We don’t know what evidence was not turned over in the Kott and Kohring cases. Given the substantial evidence against both men presented at their trials—which involved many conversations surreptitiously taped by the FBI that appeared to show their guilt—there seems likely to be some bombshell revelations coming out about (a) what Bill Allen told the federal investigators and prosecutors and/or (b) what his relationship was with them.
I’ll have more to say about this decision later. For now, I’ll go with these five points:
1. This is another big black eye for the federal probe into Alaska public corruption. Major mistakes were apparently made in fulfilling the government’s discovery obligations that shouldn’t have happened.
2. It is important to resist the temptation to pin these big errors on Alaska attorneys. Both before and after the blow-up following the Ted Stevens trial that led to new prosecutors being assigned to the Alaska public corruption cases, the decisions in these cases were being made out of Washington, D.C.
3. Unlike Ted Stevens, Kott and Kohring are not out of the legal woods. The Department of Justice has not asked the court to dismiss the indictments against Kott and Kohring, the step that the Attorney General decided to take with Ted Stevens that ended up preventing any new trial for the ex-U.S. Senator. So the convictions of Kott and Kohring are still on the books, and even if those convictions are set aside the two former legislators could still face new trials as long as the indictments against them still stand. Based on today’s developments, however, lawyers for Kott and Kohring will now move to get the indictments against their clients totally thrown out.

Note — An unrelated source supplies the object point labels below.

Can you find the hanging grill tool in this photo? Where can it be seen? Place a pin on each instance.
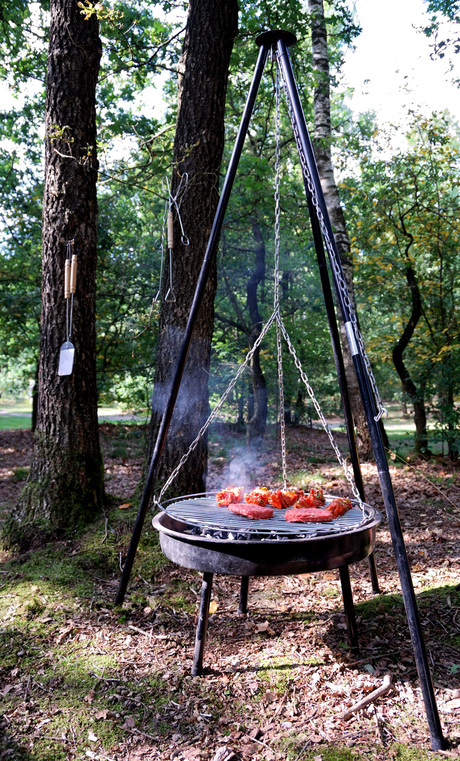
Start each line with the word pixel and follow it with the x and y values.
pixel 277 42
pixel 67 352
pixel 172 202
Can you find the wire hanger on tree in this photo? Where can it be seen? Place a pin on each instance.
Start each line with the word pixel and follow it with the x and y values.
pixel 67 352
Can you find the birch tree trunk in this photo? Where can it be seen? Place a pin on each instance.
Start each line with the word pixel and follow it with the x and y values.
pixel 322 146
pixel 65 487
pixel 198 147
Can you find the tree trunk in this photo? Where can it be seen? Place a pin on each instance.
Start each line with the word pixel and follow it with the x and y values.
pixel 415 395
pixel 322 147
pixel 65 486
pixel 198 148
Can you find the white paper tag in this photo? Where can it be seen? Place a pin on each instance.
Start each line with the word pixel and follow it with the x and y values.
pixel 66 356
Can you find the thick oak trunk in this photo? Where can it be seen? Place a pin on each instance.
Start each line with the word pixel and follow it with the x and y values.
pixel 322 147
pixel 65 486
pixel 198 148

4. Speaking of defense attorneys, all the lawyers for the people who have been charged or fear being charged in the federal investigation are either rubbing their hands together in glee or exchanging ecstatic high fives tonight.
5. Whatever errors have been made in the course of the investigation and prosecution of these cases, the federal probe into Alaska public corruption has revealed many things involving Alaska public officials that are seamy and unseemly. Alaskans should think about what those revelations say about Alaska’s public officials and about what Alaska public life has become.
Administrative Note: Alaska Public Radio Network interviewed me this afternoon about these developments and their significance, and you can probably hear me on your favorite public radio station tomorrow (Friday) morning.